Awwwww, I bet she's looking forward to it as well.. and maybe she doesn't know he's not happy about it..lol... 

How long have you been there Fuzzy..and do you have a queen size bed? ...she might take a fancy to you if Fred chucks her out in the middle of the night


----------



## fuzzybuddy (Dec 2, 2018)

I'm not sure that  I said that Fred does not want to share a room with his wife. He is quite happy, being alone in his queens size bed. She's always after him to eat right, etc.


----------



## Linda (Dec 2, 2018)

I've never heard of a situation like this before.  Poor Fred and his wife too.  Once you hit your 90s I think you should be able to eat what you want.  Maybe he can have a talk with her about allowing him to live his own life now.  Is there room for her to have her own bed?  Can they afford separate rooms?


----------



## fuzzybuddy (Dec 2, 2018)

Fred has a large room. It has a dining area, TV area, and plenty of room for two beds.  I'm not sure Fred wants his wife to be his roommate, although he still loves her.


----------



## hollydolly (Dec 3, 2018)

Sounds more like a bedsit than a single room in a home!! I can imagine he's now got used to his own space but as I said before, I wonder if his wife knows this...


----------



## C'est Moi (Dec 3, 2018)




----------



## Catlady (Dec 11, 2018)

fuzzybuddy said:


> Fred has a large room. It has a dining area, TV area, and plenty of room for two beds.  I'm not sure Fred wants his wife to be his roommate, although he still loves her.

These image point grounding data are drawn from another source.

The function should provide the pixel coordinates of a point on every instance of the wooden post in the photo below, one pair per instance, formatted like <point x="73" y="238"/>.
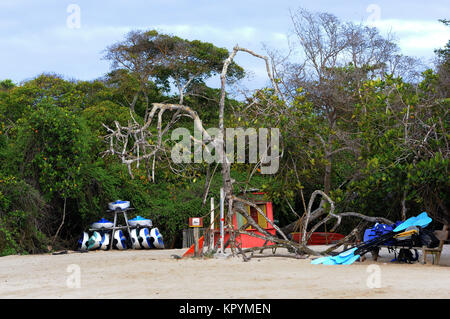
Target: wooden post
<point x="211" y="235"/>
<point x="222" y="204"/>
<point x="196" y="252"/>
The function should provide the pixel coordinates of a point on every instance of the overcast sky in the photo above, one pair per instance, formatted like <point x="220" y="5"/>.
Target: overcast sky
<point x="56" y="36"/>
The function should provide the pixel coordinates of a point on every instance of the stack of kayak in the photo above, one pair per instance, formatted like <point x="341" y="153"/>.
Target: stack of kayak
<point x="397" y="232"/>
<point x="142" y="234"/>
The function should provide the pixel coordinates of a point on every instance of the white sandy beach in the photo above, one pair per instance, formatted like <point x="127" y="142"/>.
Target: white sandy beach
<point x="155" y="274"/>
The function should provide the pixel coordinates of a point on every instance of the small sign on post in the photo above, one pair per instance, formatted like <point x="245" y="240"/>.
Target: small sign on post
<point x="196" y="223"/>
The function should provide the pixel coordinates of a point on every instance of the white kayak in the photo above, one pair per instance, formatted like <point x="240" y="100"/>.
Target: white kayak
<point x="120" y="242"/>
<point x="102" y="224"/>
<point x="157" y="238"/>
<point x="144" y="234"/>
<point x="135" y="239"/>
<point x="139" y="221"/>
<point x="94" y="241"/>
<point x="104" y="243"/>
<point x="83" y="241"/>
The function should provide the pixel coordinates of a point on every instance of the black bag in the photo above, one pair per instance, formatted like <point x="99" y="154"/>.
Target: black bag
<point x="428" y="239"/>
<point x="406" y="256"/>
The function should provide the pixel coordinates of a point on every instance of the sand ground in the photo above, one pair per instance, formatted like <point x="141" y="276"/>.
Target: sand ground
<point x="155" y="274"/>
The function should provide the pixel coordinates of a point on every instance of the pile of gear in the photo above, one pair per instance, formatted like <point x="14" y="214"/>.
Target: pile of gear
<point x="404" y="235"/>
<point x="141" y="235"/>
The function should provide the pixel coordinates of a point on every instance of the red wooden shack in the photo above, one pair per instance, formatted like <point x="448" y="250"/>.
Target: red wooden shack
<point x="247" y="241"/>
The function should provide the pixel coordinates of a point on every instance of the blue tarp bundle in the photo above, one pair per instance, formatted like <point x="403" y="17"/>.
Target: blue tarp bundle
<point x="349" y="256"/>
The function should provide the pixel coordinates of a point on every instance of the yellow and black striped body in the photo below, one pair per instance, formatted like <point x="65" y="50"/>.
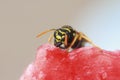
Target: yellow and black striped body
<point x="59" y="37"/>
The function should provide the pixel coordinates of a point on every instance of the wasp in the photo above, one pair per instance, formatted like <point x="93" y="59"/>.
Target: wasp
<point x="66" y="37"/>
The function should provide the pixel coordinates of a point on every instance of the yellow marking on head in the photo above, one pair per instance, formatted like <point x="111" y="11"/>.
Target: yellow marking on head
<point x="61" y="32"/>
<point x="58" y="37"/>
<point x="68" y="29"/>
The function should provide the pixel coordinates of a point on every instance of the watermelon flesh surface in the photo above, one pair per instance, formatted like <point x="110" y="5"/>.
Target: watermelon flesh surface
<point x="86" y="63"/>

Well, he better make his wishes known to her, he doesn't have many years left to have his privacy.  Like Linda asked, "Can they afford separate rooms?"


----------



## Giantsfan1954 (Dec 11, 2018)

Sounds like an efficiency apartment, maybe in a senior housing complex?
Last I saw of 1 of those,someones going to come out alive,3 beds aren't happening. ..poor Fred


----------